Почти цивилизованный Восток Демина Карина
В книге шаман колдовал, вознося руки к небесам, и еще потом в припадке бился. Ну или кости раскидывал. Человеческие. Но это тоже не со зла, да и кости принадлежали врагам племени… в общем, это все выдумка.
Эдди же снял котелок. Поставил на пол.
Провел ладонями по голове.
По лицу.
Коснулся пальцами воды.
Может, он спиритический сеанс устроить собирается? Но тогда свечи ладно, они нужны, а где блюдце? И еще, самое главное, спиритический столик? Или у шаманов это иначе происходит?
Эва всегда отличалась нездоровым любопытством.
И…
– Слышишь меня? – поинтересовался шаман, расставляя свечи. Прямо на столе. Он же так полировку попортит!
Но Эва кивнула.
– Хорошо. Ты знаешь, где находишься?
Какой нелепый вопрос! Конечно. Но она снова кивнула. Может, человек – ладно, не совсем человек – только-только в цивилизацию приехал. Тогда простительно.
– Отлично. – Он по очереди касался свеч, и те загорались, только огонь получался будто… ненастоящим? Или настоящим? Эва потянулась к нему, но руку одернула, ощутив жар.
– Не спеши, девонька, – с мягким упреком произнес шаман. – Тут уж больно все… намешано. Тяжко. И дом мертвой силой пропитался. И город этот ваш…
Эва вздохнула сочувственно.
Она тоже город не слишком любила. В нем сразу начинала болеть голова, а маменькины нравоучения делались вовсе невыносимыми.
– Маги кругом. Техника. Голова гудит. Но ничего. Сейчас.
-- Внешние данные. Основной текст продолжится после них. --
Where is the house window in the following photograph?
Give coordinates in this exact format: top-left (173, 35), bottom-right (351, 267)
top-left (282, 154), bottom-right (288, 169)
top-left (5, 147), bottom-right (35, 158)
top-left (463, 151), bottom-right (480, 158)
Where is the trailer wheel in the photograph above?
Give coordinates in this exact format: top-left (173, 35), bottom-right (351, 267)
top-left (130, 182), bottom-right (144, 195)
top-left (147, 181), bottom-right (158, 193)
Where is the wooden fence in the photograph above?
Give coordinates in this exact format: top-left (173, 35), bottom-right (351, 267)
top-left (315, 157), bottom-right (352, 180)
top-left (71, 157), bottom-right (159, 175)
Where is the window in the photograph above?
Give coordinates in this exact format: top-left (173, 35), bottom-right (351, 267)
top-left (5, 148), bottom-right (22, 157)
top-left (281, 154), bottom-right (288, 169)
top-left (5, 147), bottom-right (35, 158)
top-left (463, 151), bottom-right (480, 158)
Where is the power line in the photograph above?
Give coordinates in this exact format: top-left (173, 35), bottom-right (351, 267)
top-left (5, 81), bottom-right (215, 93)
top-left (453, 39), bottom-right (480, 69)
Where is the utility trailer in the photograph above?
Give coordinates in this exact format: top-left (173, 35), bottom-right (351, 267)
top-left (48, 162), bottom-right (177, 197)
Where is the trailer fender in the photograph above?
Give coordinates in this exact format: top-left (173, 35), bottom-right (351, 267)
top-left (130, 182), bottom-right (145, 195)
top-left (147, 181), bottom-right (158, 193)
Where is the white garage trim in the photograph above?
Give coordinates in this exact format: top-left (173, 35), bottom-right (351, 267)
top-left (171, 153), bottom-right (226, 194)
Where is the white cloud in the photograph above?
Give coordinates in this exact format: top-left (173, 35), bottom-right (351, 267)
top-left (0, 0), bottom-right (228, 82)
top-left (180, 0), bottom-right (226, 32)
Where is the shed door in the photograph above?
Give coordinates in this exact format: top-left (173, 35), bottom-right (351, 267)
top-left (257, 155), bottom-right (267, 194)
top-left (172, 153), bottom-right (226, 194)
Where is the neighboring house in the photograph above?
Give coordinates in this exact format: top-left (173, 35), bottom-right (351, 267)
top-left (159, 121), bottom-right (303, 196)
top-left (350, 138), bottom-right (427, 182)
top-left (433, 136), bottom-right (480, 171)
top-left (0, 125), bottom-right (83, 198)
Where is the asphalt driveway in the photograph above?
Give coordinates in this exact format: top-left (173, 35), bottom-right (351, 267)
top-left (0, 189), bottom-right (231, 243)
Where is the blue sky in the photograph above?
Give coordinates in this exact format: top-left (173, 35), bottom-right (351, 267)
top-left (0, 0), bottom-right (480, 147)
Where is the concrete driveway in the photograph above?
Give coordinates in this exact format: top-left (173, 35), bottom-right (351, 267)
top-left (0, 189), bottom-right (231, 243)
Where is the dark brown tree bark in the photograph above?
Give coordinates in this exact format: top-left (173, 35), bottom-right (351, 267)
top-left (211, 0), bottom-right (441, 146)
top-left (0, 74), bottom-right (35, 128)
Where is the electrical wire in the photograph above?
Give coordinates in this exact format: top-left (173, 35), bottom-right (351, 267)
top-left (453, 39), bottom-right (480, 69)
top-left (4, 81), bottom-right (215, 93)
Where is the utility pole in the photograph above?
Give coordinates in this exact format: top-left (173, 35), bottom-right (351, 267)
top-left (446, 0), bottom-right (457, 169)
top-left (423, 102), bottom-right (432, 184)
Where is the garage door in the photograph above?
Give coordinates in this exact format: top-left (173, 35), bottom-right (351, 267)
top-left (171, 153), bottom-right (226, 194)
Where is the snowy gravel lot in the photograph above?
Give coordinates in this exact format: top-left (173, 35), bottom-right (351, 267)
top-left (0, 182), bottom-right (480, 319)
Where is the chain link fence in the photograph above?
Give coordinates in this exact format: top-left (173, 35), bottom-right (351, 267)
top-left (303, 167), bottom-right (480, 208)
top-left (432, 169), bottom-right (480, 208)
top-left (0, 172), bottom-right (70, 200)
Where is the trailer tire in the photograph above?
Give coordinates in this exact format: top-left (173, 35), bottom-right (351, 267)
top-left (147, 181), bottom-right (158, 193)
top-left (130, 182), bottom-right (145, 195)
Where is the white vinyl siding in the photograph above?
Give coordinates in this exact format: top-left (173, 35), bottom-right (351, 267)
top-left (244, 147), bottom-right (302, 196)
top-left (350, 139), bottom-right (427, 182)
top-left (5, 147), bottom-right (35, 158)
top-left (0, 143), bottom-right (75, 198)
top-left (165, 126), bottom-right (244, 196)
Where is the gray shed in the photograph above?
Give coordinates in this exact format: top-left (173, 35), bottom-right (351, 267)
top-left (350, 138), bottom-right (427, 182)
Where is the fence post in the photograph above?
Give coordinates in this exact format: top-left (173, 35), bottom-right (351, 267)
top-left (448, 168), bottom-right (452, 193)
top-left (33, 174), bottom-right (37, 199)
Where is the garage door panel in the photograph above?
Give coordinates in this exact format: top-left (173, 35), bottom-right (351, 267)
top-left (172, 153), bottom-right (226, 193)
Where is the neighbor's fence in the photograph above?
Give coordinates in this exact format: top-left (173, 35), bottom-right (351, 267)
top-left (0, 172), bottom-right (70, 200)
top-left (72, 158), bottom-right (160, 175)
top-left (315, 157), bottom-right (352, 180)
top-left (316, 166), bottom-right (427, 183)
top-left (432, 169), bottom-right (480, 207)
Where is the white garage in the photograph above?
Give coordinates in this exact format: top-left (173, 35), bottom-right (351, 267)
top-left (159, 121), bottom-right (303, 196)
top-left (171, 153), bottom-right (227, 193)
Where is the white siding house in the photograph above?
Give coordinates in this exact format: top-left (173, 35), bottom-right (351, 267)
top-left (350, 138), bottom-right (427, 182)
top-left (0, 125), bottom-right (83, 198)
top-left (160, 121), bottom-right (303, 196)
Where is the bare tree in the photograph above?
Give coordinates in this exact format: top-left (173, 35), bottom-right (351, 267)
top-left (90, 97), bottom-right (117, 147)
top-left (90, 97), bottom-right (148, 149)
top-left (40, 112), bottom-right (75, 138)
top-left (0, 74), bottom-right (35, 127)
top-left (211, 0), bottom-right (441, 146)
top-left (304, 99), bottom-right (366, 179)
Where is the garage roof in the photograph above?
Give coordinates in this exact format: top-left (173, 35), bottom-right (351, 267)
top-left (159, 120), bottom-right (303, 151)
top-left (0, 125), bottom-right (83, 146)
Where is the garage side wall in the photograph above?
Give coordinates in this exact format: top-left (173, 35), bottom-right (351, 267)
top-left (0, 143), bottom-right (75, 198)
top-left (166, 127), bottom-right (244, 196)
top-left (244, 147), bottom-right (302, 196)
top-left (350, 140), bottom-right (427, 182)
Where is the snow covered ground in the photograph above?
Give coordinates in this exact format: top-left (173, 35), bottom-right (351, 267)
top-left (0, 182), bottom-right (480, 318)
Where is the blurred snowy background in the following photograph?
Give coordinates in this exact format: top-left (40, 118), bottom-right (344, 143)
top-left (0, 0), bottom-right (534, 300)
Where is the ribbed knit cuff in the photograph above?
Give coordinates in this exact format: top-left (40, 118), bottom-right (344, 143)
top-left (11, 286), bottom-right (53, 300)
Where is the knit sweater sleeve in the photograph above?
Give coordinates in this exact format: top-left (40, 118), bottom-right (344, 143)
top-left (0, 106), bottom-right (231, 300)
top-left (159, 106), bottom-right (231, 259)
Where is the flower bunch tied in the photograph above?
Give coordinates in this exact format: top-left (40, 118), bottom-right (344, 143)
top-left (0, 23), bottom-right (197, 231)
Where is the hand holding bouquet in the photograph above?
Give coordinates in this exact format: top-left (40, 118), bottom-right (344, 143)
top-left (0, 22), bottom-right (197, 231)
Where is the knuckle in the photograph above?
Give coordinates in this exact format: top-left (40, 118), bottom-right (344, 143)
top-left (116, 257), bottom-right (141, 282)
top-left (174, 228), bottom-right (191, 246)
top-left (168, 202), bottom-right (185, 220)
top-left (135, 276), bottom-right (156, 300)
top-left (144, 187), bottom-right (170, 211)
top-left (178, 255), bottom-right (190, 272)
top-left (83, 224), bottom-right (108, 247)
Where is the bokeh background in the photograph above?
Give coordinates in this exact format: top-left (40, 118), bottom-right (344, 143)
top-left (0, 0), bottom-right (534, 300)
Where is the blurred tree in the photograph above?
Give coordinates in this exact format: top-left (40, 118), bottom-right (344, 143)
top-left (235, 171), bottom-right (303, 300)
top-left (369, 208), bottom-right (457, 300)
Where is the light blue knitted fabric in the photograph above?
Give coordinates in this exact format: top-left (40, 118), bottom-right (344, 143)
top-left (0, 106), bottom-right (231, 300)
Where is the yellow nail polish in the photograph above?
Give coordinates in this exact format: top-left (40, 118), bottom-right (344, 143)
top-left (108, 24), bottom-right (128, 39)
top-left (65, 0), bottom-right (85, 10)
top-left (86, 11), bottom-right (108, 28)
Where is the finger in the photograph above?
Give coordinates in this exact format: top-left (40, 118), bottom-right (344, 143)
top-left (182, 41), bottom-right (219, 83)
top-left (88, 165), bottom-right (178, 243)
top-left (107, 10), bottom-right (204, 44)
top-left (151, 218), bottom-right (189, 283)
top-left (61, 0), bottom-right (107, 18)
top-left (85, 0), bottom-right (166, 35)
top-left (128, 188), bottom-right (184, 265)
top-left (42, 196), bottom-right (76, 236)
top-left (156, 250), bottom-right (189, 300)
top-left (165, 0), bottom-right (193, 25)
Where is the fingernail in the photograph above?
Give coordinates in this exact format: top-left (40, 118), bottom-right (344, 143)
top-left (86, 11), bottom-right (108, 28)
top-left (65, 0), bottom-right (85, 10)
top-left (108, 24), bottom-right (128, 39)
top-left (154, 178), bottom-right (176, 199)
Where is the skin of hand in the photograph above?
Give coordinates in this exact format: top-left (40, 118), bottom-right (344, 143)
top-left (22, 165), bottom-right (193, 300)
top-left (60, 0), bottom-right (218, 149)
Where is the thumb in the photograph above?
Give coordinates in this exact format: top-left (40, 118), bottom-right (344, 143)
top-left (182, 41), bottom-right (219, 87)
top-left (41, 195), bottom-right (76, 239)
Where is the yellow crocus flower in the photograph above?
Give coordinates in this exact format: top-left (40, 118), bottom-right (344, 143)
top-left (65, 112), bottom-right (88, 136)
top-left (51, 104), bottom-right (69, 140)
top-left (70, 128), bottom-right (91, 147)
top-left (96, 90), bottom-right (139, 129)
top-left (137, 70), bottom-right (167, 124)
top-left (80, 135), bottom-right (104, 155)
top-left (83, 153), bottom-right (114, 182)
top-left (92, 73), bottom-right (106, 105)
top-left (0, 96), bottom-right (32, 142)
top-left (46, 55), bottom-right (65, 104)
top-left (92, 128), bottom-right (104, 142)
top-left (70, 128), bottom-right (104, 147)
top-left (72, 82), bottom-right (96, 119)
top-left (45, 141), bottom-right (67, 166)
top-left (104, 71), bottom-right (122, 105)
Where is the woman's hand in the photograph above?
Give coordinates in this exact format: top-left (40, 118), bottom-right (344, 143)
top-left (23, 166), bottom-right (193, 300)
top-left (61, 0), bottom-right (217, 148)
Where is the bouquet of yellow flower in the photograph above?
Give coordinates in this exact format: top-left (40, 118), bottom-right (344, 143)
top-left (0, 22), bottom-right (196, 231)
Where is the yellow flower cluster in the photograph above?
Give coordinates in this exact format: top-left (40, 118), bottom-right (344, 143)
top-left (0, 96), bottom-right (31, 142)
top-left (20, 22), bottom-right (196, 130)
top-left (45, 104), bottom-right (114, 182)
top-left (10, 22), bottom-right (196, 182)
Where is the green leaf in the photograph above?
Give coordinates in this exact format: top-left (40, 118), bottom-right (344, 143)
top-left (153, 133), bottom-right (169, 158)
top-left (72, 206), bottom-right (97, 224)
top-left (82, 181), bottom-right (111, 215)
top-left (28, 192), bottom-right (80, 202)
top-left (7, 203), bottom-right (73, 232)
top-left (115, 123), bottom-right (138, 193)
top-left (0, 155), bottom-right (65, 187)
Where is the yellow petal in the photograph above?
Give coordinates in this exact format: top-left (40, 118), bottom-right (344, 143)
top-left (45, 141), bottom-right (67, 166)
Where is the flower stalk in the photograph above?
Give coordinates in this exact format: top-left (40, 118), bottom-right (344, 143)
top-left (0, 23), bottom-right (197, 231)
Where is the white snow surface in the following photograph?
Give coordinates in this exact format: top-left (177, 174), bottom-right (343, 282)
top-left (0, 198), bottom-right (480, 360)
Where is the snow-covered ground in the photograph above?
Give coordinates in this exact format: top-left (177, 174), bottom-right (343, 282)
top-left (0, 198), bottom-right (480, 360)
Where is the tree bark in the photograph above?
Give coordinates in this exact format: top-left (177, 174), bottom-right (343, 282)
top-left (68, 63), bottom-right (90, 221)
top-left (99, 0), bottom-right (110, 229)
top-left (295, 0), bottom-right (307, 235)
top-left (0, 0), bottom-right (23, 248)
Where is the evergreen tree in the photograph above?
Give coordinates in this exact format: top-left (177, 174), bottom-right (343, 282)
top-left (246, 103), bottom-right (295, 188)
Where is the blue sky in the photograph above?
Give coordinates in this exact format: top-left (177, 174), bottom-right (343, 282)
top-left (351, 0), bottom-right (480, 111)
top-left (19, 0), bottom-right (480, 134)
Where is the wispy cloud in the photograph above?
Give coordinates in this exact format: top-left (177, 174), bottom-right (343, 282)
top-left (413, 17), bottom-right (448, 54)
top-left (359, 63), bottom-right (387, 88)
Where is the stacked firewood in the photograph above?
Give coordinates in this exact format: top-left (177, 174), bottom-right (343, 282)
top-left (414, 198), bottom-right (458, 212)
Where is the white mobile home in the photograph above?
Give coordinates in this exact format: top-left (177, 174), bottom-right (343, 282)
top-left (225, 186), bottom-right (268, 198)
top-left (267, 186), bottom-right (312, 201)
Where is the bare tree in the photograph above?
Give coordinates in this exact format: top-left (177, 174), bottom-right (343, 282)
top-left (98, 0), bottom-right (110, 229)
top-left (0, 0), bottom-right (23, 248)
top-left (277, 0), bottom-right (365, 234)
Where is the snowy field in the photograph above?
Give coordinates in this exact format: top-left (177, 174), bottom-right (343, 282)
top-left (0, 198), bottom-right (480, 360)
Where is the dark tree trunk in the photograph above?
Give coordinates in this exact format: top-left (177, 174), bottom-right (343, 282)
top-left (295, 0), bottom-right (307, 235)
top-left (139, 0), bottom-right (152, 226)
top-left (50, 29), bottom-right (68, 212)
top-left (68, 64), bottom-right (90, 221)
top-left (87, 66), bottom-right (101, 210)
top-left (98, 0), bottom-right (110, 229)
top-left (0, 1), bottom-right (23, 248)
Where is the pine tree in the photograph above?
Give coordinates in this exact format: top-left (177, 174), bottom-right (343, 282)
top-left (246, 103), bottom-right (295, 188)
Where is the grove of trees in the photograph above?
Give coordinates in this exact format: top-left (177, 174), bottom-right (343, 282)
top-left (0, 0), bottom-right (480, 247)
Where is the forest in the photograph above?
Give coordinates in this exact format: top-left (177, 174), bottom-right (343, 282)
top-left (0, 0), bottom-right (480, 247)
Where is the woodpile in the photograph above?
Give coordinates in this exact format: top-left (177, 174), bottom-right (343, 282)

Вода в фарфоровой супнице загустела, и Эва увидела в ней свое отражение.
– Ты не заблудилась?
Отражение было таким… в общем, хорошо, что маменька не видит. Пришла бы в ужас. Конечно, зеркала Эве не давали, но неужели она на самом деле так выглядит? Кожа побледнела, что, конечно, хорошо, но при этом сделалась какой-то сероватой.
И пористой.
И в глазах нездоровая желтизна.
– Слышишь?
– Слышу, слышу, – не удержалась она и тотчас укорила себя. Все же характер у нее совершенно невозможный. – Прошу простить меня…
Ей бы поздороваться.
Извиниться за неподобающий внешний вид. И… и ее, между прочим, похитили! А еще того и гляди продадут. А она тут о внешности беспокоится.
Вода почему-то пошла рябью.
– Хорошо. – Шаман простер над водой руку, и та успокоилась.
– А молоко зачем? – не удержалась Эва.
– Пить. Люблю молоко.
– Вы?!
– Почему нет.
– Так. – Она вдруг поняла. – Вы… вы меня тоже слышите?! Можете?!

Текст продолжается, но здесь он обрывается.